Reflecting a year on, the scale of the outbreak has demonstrated that we were not prepared for large-scale pandemics. The crisis has already shattered capital markets and the picture for economic growth even as we approach the new year which looks bleak. Global supply chains have been disrupted, resulting in poor trading conditions. SMEs have been hardest-hit, especially in certain IsDB member countries and other developing nations — and will continue to deteriorate further.
But, looking beyond the headlines of rising cases and deaths, the COVID-19 crisis could actually provide us with a chance to develop our economies with more resilience.
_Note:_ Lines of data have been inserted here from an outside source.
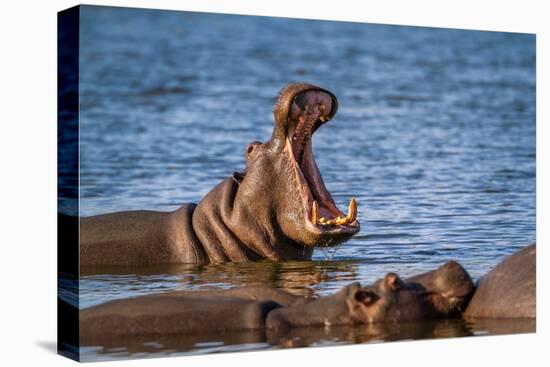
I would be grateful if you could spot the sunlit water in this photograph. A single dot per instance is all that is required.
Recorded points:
(435, 137)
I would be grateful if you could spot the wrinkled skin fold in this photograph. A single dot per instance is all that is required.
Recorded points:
(437, 294)
(278, 208)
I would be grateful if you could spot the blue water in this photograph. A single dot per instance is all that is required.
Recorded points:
(435, 137)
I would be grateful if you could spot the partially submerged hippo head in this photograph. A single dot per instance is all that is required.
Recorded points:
(449, 288)
(279, 207)
(439, 293)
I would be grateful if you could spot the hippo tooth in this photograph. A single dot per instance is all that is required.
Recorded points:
(331, 222)
(341, 221)
(352, 210)
(314, 212)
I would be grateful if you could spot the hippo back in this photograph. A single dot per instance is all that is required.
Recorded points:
(509, 290)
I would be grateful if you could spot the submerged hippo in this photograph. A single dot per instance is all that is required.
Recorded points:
(509, 290)
(389, 300)
(277, 209)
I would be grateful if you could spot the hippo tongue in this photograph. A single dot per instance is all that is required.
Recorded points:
(327, 207)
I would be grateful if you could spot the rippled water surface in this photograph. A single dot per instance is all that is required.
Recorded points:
(435, 137)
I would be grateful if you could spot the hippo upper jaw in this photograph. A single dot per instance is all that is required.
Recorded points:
(307, 108)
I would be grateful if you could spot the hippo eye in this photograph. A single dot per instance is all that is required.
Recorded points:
(366, 297)
(250, 149)
(300, 100)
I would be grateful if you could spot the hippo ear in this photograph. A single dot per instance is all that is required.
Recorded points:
(251, 149)
(392, 281)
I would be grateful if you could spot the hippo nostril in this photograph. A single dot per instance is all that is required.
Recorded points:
(301, 100)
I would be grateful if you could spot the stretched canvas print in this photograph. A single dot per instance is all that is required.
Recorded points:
(233, 183)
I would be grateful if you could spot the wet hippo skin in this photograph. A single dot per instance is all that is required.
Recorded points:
(389, 300)
(509, 290)
(278, 208)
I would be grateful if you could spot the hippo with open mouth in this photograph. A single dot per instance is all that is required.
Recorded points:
(278, 208)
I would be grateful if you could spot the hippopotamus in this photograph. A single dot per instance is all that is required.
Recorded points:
(436, 294)
(278, 208)
(508, 290)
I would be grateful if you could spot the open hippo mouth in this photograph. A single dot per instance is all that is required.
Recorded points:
(309, 110)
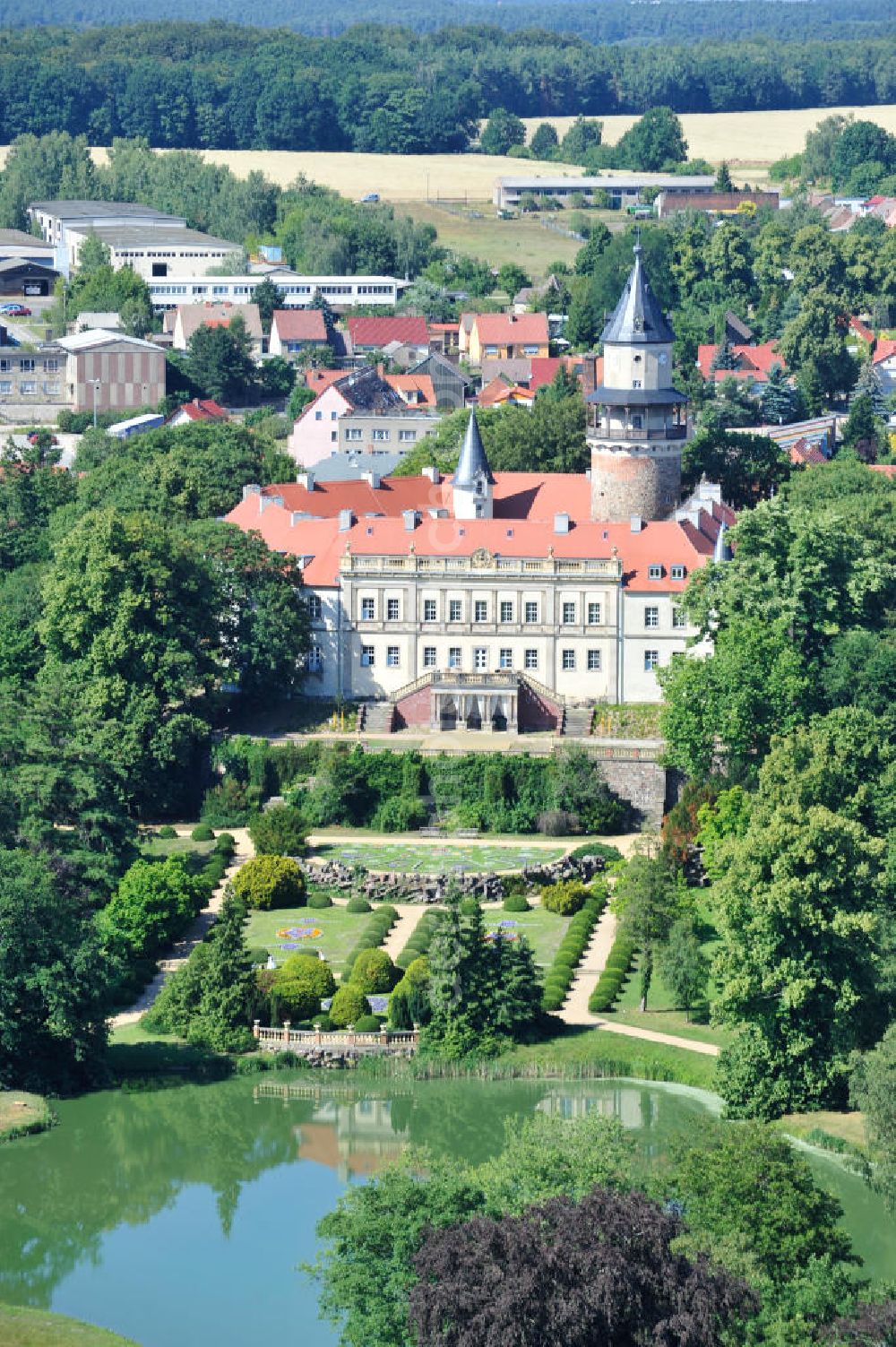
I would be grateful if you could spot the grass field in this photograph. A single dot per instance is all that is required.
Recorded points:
(741, 138)
(340, 932)
(543, 929)
(22, 1113)
(22, 1327)
(436, 857)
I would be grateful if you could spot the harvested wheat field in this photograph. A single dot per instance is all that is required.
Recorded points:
(748, 138)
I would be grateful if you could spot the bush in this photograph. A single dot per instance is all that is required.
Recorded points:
(270, 881)
(564, 897)
(374, 971)
(349, 1004)
(280, 832)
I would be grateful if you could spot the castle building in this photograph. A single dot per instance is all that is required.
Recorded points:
(500, 601)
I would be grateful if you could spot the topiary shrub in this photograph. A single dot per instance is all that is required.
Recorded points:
(348, 1005)
(270, 881)
(564, 897)
(280, 832)
(374, 971)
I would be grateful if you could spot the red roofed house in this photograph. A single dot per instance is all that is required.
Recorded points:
(497, 601)
(505, 337)
(369, 334)
(884, 361)
(294, 330)
(200, 410)
(752, 364)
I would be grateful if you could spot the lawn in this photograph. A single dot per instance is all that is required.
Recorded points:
(22, 1113)
(435, 857)
(543, 929)
(340, 932)
(23, 1327)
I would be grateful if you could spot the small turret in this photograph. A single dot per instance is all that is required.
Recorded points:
(473, 479)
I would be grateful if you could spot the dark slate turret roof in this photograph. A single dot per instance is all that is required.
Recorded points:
(638, 318)
(472, 461)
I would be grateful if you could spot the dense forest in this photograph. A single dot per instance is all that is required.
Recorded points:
(612, 21)
(385, 89)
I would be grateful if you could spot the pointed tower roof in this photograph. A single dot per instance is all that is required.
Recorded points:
(638, 318)
(722, 549)
(472, 461)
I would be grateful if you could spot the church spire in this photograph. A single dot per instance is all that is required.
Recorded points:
(638, 316)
I believe this is an opportunity to shift toward actively shaping and creating markets that deliver sustainable and inclusive growth, rather than continue limiting our role at the government and international community level to reacting to market failures. We can proactively invest in creating and strengthening institutions that prevent crises. We can coordinate scientific and technological responses, as well as research and development activities, steering them toward public good. We can forge public–private–philanthropic–people–partnerships to ensure both citizens and economies are going to benefit.
We must learn from the lessons of the 2008 Ebola crisis by resisting to simply hand out unconditional bailouts rather than structuring them to restart into a new economy — one that is focused on a 4.0 framework of growth. That means building capacity around the fourth generation of industrialization that uses science and technology to prevent global value chain disruption under such pandemics, while maintaining zero environmental footprints.
At the IsDB, our immediate response and call for joint action in order to support our member countries at different stages of the recovery trajectory resulted in a comprehensive integrated response package with a total envelop of up to US$2.3 billion. We call this package ‘The 3 Rs’ (Respond, Restore and Restart).
As we now approach the ‘Restart’ phase, we want to focus on building resilient economies on solid foundations. We will catalyze private investment by supporting economic recovery and countercyclical spending with a targeted US$10 billion guarantee line that aims to unlock US$1 trillion-worth of investments. We must look to the future with optimism for future growth.
We must also look to innovative Islamic financing tools to aid the ‘Restart’ phase. In June 2020, the IsDB launched the first sustainability bonds to raise US$1.5 billion from a wide range of investors to finance social projects in affected countries. These were the first Sukuk of their kind related to the pandemic in the global capital market. The proceeds of these sustainability Sukuk will be used in social projects that improve healthcare facilities, equipment and critical staffing in member countries to mitigate the effects of COVID-19, as well as to support small- and medium-sized businesses and promote employment as countries recover from the effects of the pandemic.
The investor diversification we achieved for the sustainability Sukuk shows that the IsDB sustainable finance story is gaining stronger traction in new markets and we hope to maintain this momentum for future issuances. We have already seen global financial centers such as the UK and Luxembourg issue their own Sukuk and undertake significant regulatory measures in order to become an Islamic finance hub. It is a promising step toward demonstrating the opportunities for Islamic financing tools to play a key role in social and sustainable development.
The past year has certainly challenged our global economies on an unprecedented level. But as we move to recovery, let us not waste this opportunity to reflect, innovate and shape our economies effectively for future growth and resilience.
Dr Bandar Hajjar is the president of the IsDB Group.